Batch Transcription Examples

Transcribe Batch Endpoint

The /transcribe_batch endpoint allows you to transcribe multiple audio files in a single request. This is useful for batch processing of audio files.

  • Command:
    curl -X 'POST' \
    'http://localhost:7860/transcribe_batch/' \
    -H 'accept: application/json' \
    -H 'Content-Type: multipart/form-data' \
    -F 'files=@samples/kannada_sample_1.wav;type=audio/x-wav' \
    -F 'files=@samples/kannada_sample_2.wav;type=audio/x-wav'
    
  • Expected Output:
    {
      "transcriptions": [
        "ಕರ್ನಾಟಕದ ರಾಜಧಾನಿ ಯಾವುದು",
        "ಬೆಂಗಳೂರು ಕರ್ನಾಟಕ ರಾಜ್ಯದ ರಾಜಧಾನಿ ಆಗಿದೆ ಕರ್ನಾಟಕದಲ್ಲಿ ನಾವು ಕನ್ನಡ ಮಾತನಾಡುತ್ತೇವೆ"
      ]
    }
    

Troubleshooting

  • Transcription errors: Verify the audio file is in WAV format, mono, and sampled at 16kHz. Adjust using:
    ffmpeg -i sample_audio.wav -ac 1 -ar 16000 sample_audio_infer_ready.wav -y
    
  • Model not found: Download the required models using the huggingface-cli download commands above.
  • Port conflicts: Ensure port 7860 is free when running the FastAPI server.

Contributing

We welcome contributions! Please read the CONTRIBUTING.md file for guidelines on how to contribute to this project.

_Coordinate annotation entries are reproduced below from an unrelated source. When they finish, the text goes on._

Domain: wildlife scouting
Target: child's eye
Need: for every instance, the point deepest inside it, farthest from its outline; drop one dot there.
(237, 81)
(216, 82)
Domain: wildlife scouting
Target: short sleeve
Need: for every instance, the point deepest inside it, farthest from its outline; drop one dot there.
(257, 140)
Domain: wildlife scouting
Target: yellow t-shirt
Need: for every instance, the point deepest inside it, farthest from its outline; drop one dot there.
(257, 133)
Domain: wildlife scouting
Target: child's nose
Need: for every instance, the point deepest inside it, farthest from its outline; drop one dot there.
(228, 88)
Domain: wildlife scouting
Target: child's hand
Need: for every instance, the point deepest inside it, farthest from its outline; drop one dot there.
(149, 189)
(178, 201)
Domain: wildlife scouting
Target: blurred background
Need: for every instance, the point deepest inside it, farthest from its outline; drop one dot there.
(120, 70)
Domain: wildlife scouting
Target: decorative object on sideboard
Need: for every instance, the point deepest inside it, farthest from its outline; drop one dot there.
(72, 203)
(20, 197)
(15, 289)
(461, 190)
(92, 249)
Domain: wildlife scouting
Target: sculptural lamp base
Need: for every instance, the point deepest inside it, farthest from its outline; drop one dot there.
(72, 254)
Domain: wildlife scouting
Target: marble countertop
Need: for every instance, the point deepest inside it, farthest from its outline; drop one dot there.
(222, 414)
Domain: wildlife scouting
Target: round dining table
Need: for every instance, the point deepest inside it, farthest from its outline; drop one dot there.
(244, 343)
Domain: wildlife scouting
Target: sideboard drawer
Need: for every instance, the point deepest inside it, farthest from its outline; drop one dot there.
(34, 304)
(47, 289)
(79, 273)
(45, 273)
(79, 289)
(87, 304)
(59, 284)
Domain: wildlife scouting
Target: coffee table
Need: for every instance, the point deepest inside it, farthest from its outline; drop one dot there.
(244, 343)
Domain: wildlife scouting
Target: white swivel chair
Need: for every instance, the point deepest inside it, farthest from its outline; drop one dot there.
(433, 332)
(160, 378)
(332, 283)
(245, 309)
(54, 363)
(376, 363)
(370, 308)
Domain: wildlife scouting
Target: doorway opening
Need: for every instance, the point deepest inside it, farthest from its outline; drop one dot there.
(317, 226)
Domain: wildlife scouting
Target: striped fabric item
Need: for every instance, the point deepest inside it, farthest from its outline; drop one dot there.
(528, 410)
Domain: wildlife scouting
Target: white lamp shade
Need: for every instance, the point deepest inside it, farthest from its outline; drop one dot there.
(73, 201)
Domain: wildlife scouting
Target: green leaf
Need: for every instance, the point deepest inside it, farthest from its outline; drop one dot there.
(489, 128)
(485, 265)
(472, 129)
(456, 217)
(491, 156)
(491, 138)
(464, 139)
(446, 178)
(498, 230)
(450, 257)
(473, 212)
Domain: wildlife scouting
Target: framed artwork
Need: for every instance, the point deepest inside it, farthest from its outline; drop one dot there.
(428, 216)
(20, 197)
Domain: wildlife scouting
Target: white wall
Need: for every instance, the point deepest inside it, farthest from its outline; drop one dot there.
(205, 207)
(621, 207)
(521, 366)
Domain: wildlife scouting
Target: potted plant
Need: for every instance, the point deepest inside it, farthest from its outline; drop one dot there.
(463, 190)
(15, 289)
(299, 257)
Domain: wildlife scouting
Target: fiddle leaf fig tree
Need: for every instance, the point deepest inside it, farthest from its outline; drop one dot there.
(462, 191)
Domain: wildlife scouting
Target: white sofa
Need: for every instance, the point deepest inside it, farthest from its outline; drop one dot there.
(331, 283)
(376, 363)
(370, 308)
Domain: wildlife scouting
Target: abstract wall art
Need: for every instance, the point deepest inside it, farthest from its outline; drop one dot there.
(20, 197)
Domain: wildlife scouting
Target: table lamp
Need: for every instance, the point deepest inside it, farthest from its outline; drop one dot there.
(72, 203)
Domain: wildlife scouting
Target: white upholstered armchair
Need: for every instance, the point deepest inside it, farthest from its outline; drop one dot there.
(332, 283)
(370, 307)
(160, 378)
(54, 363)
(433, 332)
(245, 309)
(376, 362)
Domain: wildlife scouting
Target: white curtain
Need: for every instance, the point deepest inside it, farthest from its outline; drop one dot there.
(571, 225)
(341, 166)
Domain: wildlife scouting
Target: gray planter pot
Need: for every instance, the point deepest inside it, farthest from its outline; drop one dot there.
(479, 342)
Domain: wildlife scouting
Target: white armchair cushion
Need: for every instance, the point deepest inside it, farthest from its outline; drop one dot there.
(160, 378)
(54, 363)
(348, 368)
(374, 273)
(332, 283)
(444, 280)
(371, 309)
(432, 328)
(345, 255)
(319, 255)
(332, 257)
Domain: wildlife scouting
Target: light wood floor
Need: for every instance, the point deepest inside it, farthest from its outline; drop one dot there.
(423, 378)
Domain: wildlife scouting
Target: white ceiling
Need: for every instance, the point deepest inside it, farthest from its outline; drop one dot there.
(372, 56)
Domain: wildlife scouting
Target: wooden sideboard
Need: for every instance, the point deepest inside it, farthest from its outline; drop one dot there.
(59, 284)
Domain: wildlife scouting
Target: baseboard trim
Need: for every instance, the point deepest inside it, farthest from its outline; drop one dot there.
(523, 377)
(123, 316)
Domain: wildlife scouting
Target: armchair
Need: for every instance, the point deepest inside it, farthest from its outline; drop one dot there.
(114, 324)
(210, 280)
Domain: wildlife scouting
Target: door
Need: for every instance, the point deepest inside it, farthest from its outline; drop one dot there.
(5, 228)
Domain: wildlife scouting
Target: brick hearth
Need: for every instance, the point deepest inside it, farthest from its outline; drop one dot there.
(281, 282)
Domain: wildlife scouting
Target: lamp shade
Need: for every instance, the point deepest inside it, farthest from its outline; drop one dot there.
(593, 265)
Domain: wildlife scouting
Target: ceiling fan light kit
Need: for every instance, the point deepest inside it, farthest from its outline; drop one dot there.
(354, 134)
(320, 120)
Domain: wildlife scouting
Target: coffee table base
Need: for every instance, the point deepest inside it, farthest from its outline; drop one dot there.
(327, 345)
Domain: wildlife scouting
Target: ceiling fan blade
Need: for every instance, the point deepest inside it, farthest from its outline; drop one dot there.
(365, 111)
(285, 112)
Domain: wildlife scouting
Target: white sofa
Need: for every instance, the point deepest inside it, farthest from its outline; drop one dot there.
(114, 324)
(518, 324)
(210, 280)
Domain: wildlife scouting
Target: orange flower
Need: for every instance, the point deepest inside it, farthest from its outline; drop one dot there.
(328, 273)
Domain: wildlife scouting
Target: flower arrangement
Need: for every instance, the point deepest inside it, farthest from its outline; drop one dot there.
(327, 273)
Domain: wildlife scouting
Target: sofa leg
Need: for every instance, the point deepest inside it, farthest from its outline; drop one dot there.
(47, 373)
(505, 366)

Also you can join the discord group to collaborate

References

Additional methods for Development

Running Nemo Model

  1. Download the Nemo model:
    wget https://objectstore.e2enetworks.net/indic-asr-public/indicConformer/ai4b_indicConformer_kn.nemo -O kannada.nemo
    
  2. Adjust the audio:
    ffmpeg -i sample_audio.wav -ac 1 -ar 16000 sample_audio_infer_ready.wav -y
    
  3. Run the program:
    python nemo_asr.py